A particular object of the present invention is to enable simple 
implementation of a communication network with different frequency 
channels operating securely despite close spacing between adjacent 
channels. A more general object of the present invention is to define an 
optical frequency marking method which is both simple and accurate so that 
using it in a communication network with different frequency channels 
makes it possible to achieve the previously indicated particular object of 
the invention, even if the sources to be monitored are divided between 
geographical locations. 
SUMMARY OF THE INVENTION 
In one aspect, the present invention consists in an optical frequency 
marker method whereby an optical reference frequency scans a scanning band 
to cause coincidence between two frequencies one related to said reference 
frequency and the other related to a monitored frequency to be marked, 
said frequency coincidences being used to mark said monitored frequency 
relative to values assumed by said reference frequency, in which method 
the reference frequency is scanned through a half-cycle comprising a go 
path and a return path effected according to a known law to produce a go 
frequency coincidence and a return frequency coincidence during said go 
path and said return path, respectively, and a marker interval is measured 
consisting of the time interval which elapses between said two 
coincidences, this interval constituting a marker of said monitored 
frequency. 
The frequencies whose coincidences are used may be the reference and 
monitored frequencies themselves. Alternatively, frequency coincidence may 
be the condition achieved by the difference between the reference and 
monitored frequencies passing through a predetermined value, for example 
the frequency specific to an electric filter. 
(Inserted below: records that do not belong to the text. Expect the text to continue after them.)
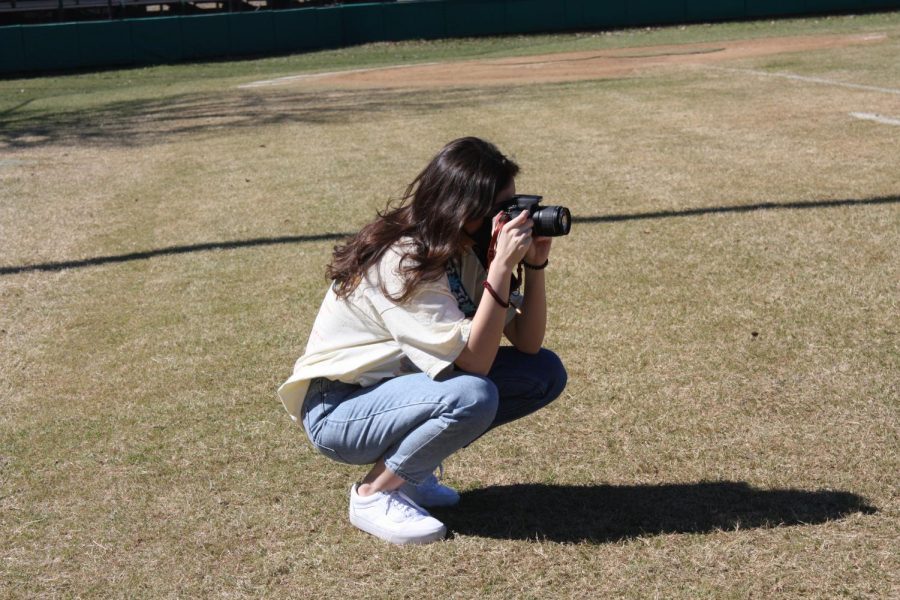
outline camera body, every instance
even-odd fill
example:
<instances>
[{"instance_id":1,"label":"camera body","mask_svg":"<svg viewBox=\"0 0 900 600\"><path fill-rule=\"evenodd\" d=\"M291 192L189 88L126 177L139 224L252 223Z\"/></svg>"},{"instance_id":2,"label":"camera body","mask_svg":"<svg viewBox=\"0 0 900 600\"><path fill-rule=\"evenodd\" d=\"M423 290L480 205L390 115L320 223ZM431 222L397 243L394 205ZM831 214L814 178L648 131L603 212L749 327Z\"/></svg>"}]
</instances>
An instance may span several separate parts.
<instances>
[{"instance_id":1,"label":"camera body","mask_svg":"<svg viewBox=\"0 0 900 600\"><path fill-rule=\"evenodd\" d=\"M572 215L565 206L541 206L543 196L517 194L501 212L515 219L522 211L527 211L534 221L532 233L540 237L556 237L569 235L572 228Z\"/></svg>"}]
</instances>

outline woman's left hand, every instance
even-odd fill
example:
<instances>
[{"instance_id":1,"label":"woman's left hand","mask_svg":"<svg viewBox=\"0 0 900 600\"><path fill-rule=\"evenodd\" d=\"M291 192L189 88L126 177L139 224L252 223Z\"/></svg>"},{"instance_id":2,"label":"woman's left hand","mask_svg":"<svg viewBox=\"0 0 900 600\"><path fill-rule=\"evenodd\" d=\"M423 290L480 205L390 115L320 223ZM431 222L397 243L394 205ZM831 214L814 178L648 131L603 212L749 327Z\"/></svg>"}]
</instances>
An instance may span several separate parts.
<instances>
[{"instance_id":1,"label":"woman's left hand","mask_svg":"<svg viewBox=\"0 0 900 600\"><path fill-rule=\"evenodd\" d=\"M550 257L550 244L552 237L537 237L531 240L531 245L525 253L525 262L530 265L542 265Z\"/></svg>"}]
</instances>

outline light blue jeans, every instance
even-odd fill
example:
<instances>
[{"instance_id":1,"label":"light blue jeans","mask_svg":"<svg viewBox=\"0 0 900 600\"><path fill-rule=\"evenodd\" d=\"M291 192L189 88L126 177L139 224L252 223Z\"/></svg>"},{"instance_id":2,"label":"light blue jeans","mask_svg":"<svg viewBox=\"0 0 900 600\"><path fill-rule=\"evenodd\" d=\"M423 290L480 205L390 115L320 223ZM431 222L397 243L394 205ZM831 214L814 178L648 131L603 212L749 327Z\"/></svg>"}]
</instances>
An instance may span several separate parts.
<instances>
[{"instance_id":1,"label":"light blue jeans","mask_svg":"<svg viewBox=\"0 0 900 600\"><path fill-rule=\"evenodd\" d=\"M391 471L418 484L489 429L552 402L565 385L553 352L504 346L487 377L456 372L435 381L416 373L369 387L314 379L303 428L329 458L364 465L383 457Z\"/></svg>"}]
</instances>

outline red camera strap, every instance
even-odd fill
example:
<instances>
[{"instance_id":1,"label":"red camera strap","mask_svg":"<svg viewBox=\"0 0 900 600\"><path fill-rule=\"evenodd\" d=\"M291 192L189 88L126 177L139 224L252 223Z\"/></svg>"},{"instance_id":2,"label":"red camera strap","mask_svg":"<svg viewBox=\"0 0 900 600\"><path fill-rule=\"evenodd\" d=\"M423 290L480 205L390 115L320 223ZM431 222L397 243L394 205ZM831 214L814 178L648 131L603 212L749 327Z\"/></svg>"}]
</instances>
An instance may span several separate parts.
<instances>
[{"instance_id":1,"label":"red camera strap","mask_svg":"<svg viewBox=\"0 0 900 600\"><path fill-rule=\"evenodd\" d=\"M500 236L500 230L503 229L503 226L508 222L509 215L500 213L500 217L494 225L494 230L491 232L491 243L488 246L488 264L484 267L485 271L489 270L491 268L491 263L494 262L494 257L497 255L497 238Z\"/></svg>"},{"instance_id":2,"label":"red camera strap","mask_svg":"<svg viewBox=\"0 0 900 600\"><path fill-rule=\"evenodd\" d=\"M491 263L494 262L494 257L497 255L497 238L500 236L500 230L503 229L503 226L509 223L510 218L506 213L500 213L500 217L497 219L496 224L494 225L494 230L491 232L491 243L488 246L488 264L485 265L484 270L487 272L491 268ZM512 282L510 284L510 294L519 289L519 285L522 283L522 263L519 263L519 267L516 271L516 275L513 276ZM490 290L493 294L493 289ZM496 296L494 296L496 298ZM499 298L497 299L499 302ZM502 303L501 303L502 304ZM517 309L518 310L518 309Z\"/></svg>"}]
</instances>

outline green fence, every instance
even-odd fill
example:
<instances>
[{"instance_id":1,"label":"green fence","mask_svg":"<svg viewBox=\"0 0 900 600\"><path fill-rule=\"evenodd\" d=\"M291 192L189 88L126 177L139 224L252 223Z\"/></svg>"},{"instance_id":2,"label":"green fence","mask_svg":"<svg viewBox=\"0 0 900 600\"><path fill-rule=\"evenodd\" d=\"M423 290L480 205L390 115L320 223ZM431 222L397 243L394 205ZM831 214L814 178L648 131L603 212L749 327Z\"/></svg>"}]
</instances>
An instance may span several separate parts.
<instances>
[{"instance_id":1,"label":"green fence","mask_svg":"<svg viewBox=\"0 0 900 600\"><path fill-rule=\"evenodd\" d=\"M0 74L335 48L900 8L900 0L420 0L0 27Z\"/></svg>"}]
</instances>

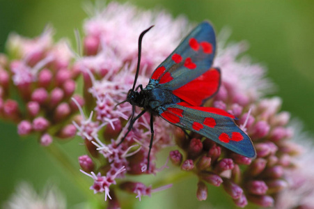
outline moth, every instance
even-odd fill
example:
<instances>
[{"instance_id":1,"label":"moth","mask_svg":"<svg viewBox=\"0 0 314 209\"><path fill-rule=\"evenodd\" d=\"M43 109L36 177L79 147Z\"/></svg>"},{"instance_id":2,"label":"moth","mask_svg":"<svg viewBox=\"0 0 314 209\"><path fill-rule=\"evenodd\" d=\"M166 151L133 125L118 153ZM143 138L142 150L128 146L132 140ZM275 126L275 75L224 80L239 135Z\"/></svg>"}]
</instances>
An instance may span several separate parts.
<instances>
[{"instance_id":1,"label":"moth","mask_svg":"<svg viewBox=\"0 0 314 209\"><path fill-rule=\"evenodd\" d=\"M203 107L212 98L221 84L221 71L212 67L216 51L216 36L212 24L204 21L194 28L178 47L154 71L145 88L136 83L141 62L141 41L139 38L139 57L133 87L126 100L132 105L127 132L144 113L150 114L151 138L147 170L154 138L153 118L161 116L166 121L200 134L221 146L248 157L255 157L256 152L249 137L235 123L235 117L214 107ZM139 88L140 91L138 91ZM122 103L122 102L121 102ZM134 116L135 106L143 108Z\"/></svg>"}]
</instances>

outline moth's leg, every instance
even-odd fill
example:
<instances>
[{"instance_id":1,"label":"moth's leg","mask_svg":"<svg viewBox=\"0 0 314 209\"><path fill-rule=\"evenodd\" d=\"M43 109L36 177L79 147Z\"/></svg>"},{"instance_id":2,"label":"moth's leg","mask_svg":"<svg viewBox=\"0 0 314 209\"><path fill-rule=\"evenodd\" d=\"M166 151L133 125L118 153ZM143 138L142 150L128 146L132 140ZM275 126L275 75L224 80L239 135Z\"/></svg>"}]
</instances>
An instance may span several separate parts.
<instances>
[{"instance_id":1,"label":"moth's leg","mask_svg":"<svg viewBox=\"0 0 314 209\"><path fill-rule=\"evenodd\" d=\"M150 147L148 150L148 156L147 157L147 171L150 170L150 150L152 147L152 140L154 139L154 116L150 114Z\"/></svg>"},{"instance_id":2,"label":"moth's leg","mask_svg":"<svg viewBox=\"0 0 314 209\"><path fill-rule=\"evenodd\" d=\"M135 88L135 91L137 91L137 89L141 88L141 91L143 90L143 85L142 84L139 84L139 86L137 86L136 88Z\"/></svg>"},{"instance_id":3,"label":"moth's leg","mask_svg":"<svg viewBox=\"0 0 314 209\"><path fill-rule=\"evenodd\" d=\"M134 106L133 106L134 107ZM146 110L143 110L141 112L140 112L135 118L134 118L134 112L135 112L135 107L133 107L132 109L132 114L131 116L131 121L129 121L129 127L127 127L127 132L125 134L125 135L123 137L123 138L122 138L121 141L120 141L119 144L118 144L118 146L120 145L121 143L123 142L123 141L125 139L125 138L127 137L127 134L129 133L129 132L132 130L132 127L133 127L133 124L134 124L134 122L139 119L141 116L143 116L143 114L144 113L146 112Z\"/></svg>"}]
</instances>

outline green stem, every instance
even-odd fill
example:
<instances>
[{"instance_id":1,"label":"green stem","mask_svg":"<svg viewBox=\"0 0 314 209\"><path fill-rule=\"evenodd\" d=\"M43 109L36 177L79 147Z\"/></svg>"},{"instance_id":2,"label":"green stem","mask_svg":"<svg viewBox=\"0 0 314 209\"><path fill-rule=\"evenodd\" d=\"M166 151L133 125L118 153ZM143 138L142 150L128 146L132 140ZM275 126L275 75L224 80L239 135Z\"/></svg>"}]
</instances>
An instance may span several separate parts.
<instances>
[{"instance_id":1,"label":"green stem","mask_svg":"<svg viewBox=\"0 0 314 209\"><path fill-rule=\"evenodd\" d=\"M47 148L47 152L64 168L69 178L71 179L75 185L79 187L81 191L84 191L85 195L93 201L97 201L102 203L104 201L99 195L95 195L91 190L88 189L91 187L91 183L88 183L85 175L79 172L79 169L74 167L72 160L70 159L68 155L55 143L52 143Z\"/></svg>"}]
</instances>

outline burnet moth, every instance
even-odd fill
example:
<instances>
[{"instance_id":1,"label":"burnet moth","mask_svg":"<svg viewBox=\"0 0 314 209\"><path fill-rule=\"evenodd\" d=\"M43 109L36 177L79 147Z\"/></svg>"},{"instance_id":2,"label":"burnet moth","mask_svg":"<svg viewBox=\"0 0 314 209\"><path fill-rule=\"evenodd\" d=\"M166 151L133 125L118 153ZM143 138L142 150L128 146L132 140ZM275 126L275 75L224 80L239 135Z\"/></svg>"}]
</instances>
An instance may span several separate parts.
<instances>
[{"instance_id":1,"label":"burnet moth","mask_svg":"<svg viewBox=\"0 0 314 209\"><path fill-rule=\"evenodd\" d=\"M122 102L129 102L132 105L132 114L127 132L119 144L131 131L134 122L148 111L150 113L151 138L147 171L149 171L154 138L154 116L161 116L183 130L200 134L236 153L255 157L256 152L253 143L235 123L234 116L218 108L202 107L207 99L217 93L221 83L219 68L212 67L215 56L216 36L208 22L203 22L190 32L155 70L145 88L141 84L135 88L141 62L141 40L152 27L143 31L139 38L134 82L126 100ZM139 88L139 92L137 91ZM134 116L135 106L143 108L136 116Z\"/></svg>"}]
</instances>

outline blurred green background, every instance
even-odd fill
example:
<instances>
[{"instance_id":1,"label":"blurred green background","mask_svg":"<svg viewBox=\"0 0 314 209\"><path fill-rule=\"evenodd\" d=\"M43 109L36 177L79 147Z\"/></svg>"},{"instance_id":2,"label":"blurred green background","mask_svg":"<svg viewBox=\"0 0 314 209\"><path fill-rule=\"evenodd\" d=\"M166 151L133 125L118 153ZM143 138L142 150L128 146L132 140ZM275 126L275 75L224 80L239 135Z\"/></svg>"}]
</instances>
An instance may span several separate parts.
<instances>
[{"instance_id":1,"label":"blurred green background","mask_svg":"<svg viewBox=\"0 0 314 209\"><path fill-rule=\"evenodd\" d=\"M246 54L254 62L262 63L269 69L269 77L277 85L275 95L283 98L283 109L302 121L304 130L313 133L314 1L129 1L146 9L164 8L175 17L183 14L195 22L210 20L217 31L230 26L233 30L230 40L247 40L251 47ZM82 9L84 2L0 0L0 52L3 52L10 32L33 37L40 34L47 23L56 29L56 40L64 36L74 40L74 29L81 29L82 21L87 16ZM3 122L0 123L0 203L22 180L31 182L37 189L42 188L47 180L56 183L67 196L70 208L77 208L77 204L85 200L83 193L36 140L31 137L21 140L15 126ZM82 147L78 146L79 142L77 139L63 145L74 163L77 156L84 153ZM178 183L151 199L144 197L136 208L208 208L208 202L196 201L196 179L187 183ZM219 192L212 187L209 191L208 199L214 200L214 208L223 208L230 203ZM189 201L183 201L188 196Z\"/></svg>"}]
</instances>

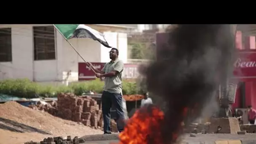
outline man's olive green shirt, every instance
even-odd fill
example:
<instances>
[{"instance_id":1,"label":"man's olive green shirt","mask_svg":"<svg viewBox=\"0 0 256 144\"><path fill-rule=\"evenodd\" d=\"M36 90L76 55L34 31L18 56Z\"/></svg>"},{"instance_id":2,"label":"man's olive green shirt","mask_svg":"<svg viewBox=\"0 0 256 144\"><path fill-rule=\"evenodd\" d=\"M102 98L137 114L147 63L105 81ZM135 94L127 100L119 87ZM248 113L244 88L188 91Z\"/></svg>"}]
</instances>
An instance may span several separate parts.
<instances>
[{"instance_id":1,"label":"man's olive green shirt","mask_svg":"<svg viewBox=\"0 0 256 144\"><path fill-rule=\"evenodd\" d=\"M118 59L116 59L114 61L106 64L101 69L105 73L109 73L115 70L117 71L117 74L111 77L105 77L104 80L105 85L103 91L111 93L120 93L122 94L122 72L124 68L123 62Z\"/></svg>"}]
</instances>

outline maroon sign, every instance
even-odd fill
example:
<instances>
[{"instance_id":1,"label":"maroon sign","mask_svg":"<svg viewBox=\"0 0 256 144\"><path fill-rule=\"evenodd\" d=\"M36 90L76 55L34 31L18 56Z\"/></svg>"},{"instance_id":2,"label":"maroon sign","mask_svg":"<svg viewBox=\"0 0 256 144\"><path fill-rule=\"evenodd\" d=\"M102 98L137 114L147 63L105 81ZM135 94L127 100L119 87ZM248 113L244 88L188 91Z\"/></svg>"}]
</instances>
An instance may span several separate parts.
<instances>
[{"instance_id":1,"label":"maroon sign","mask_svg":"<svg viewBox=\"0 0 256 144\"><path fill-rule=\"evenodd\" d=\"M256 51L240 52L233 66L235 78L244 80L256 78Z\"/></svg>"},{"instance_id":2,"label":"maroon sign","mask_svg":"<svg viewBox=\"0 0 256 144\"><path fill-rule=\"evenodd\" d=\"M95 68L101 70L106 63L91 63ZM136 78L139 76L138 67L139 65L125 64L122 72L123 78L124 79ZM92 80L96 79L95 75L91 68L83 62L78 63L78 80Z\"/></svg>"}]
</instances>

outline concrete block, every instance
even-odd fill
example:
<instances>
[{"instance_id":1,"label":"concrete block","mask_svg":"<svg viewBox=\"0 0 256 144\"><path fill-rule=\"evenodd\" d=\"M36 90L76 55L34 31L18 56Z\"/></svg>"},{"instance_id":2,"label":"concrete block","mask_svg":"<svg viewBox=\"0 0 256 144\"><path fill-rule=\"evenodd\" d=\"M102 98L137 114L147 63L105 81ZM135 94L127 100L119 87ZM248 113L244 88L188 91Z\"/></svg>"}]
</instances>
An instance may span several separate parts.
<instances>
[{"instance_id":1,"label":"concrete block","mask_svg":"<svg viewBox=\"0 0 256 144\"><path fill-rule=\"evenodd\" d=\"M211 120L209 131L209 133L237 134L241 131L237 119L228 117Z\"/></svg>"},{"instance_id":2,"label":"concrete block","mask_svg":"<svg viewBox=\"0 0 256 144\"><path fill-rule=\"evenodd\" d=\"M242 144L256 144L256 139L242 140Z\"/></svg>"},{"instance_id":3,"label":"concrete block","mask_svg":"<svg viewBox=\"0 0 256 144\"><path fill-rule=\"evenodd\" d=\"M245 131L237 131L238 134L245 134L246 132Z\"/></svg>"},{"instance_id":4,"label":"concrete block","mask_svg":"<svg viewBox=\"0 0 256 144\"><path fill-rule=\"evenodd\" d=\"M232 140L228 141L229 144L242 144L240 140Z\"/></svg>"},{"instance_id":5,"label":"concrete block","mask_svg":"<svg viewBox=\"0 0 256 144\"><path fill-rule=\"evenodd\" d=\"M215 141L215 144L229 144L227 141Z\"/></svg>"},{"instance_id":6,"label":"concrete block","mask_svg":"<svg viewBox=\"0 0 256 144\"><path fill-rule=\"evenodd\" d=\"M55 142L47 142L47 144L56 144Z\"/></svg>"}]
</instances>

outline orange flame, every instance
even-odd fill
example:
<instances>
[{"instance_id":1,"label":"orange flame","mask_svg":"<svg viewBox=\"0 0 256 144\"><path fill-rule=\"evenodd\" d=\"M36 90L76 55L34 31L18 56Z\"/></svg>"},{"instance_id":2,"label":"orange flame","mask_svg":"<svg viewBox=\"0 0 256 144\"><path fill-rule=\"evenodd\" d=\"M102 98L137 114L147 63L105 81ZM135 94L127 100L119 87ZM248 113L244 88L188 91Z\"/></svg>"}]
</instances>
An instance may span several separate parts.
<instances>
[{"instance_id":1,"label":"orange flame","mask_svg":"<svg viewBox=\"0 0 256 144\"><path fill-rule=\"evenodd\" d=\"M128 120L119 135L119 144L147 144L149 141L163 144L160 125L163 119L163 112L156 107L141 108Z\"/></svg>"},{"instance_id":2,"label":"orange flame","mask_svg":"<svg viewBox=\"0 0 256 144\"><path fill-rule=\"evenodd\" d=\"M126 123L123 131L119 134L120 141L112 144L163 144L161 128L164 123L164 113L152 105L143 107L137 110ZM183 117L187 114L188 109L184 107ZM178 126L175 132L170 133L172 142L178 139L183 129L183 122Z\"/></svg>"}]
</instances>

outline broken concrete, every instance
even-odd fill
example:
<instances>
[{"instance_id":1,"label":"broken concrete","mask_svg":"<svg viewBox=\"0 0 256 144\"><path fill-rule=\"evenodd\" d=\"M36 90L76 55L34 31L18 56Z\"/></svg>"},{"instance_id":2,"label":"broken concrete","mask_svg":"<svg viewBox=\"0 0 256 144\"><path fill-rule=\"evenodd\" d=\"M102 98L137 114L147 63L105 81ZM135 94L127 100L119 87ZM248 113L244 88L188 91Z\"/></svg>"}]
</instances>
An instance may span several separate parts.
<instances>
[{"instance_id":1,"label":"broken concrete","mask_svg":"<svg viewBox=\"0 0 256 144\"><path fill-rule=\"evenodd\" d=\"M236 118L220 118L211 120L209 133L237 134L240 131L238 120Z\"/></svg>"}]
</instances>

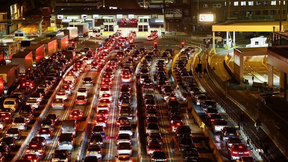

In a second aspect, the present invention consists in a different frequency 
channel communication network comprising: 
a succession of terminals each comprising optical send means and optical 
receive means for sending and receiving data conveyed by a succession of 
modulated waves occupying a succession of different frequency channels and 
resulting from the modulation of a succession of carrier frequencies of 
said channels, respectively, the set of said channels occupying a 
predetermined communication band, 
a reference unit sending a reference wave having a reference frequency, and 
optical fibers linking said terminals to each other and to said reference 
unit to transmit said modulated waves and said reference wave, 
the send means of each of said terminals comprising: 
a monitored source consisting of a semiconductor laser emitting a monitored 
wave to constitute the carrier wave of a channel, said wave having a 
monitored frequency constituting a carrier frequency of said channel, 
frequency control means for controlling said monitored frequency, 
modulator means for modulating said monitored wave and constituting a 
modulated wave, and 
frequency comparator means comparing said reference and monitored 
frequencies and operating on said frequency control means to lock said 
monitored frequency relative to said reference frequency, 
in which network said reference frequency effects at least one scanning 
half-cycle according to a known law as a function of time and during which 
said frequency progressively moves from a first end to a second end of a 
scanning band on a go path and then returns from said second to said first 
end on a return path, said scanning band being chosen so that said 
scanning half-cycle produces a go frequency coincidence during said go 
path and then a return frequency coincidence during said return path, said 
frequency comparator means of each terminal measuring a marker interval 
consisting of the time interval between the go and return frequency 
coincidences of the same scanning half-cycle, said frequency comparator 
means producing an error signal representing a difference between the 
marker interval and a set point interval, said error signal being supplied 
to said frequency control means to lock said monitored frequency to a set 
point frequency defined by said set point interval. 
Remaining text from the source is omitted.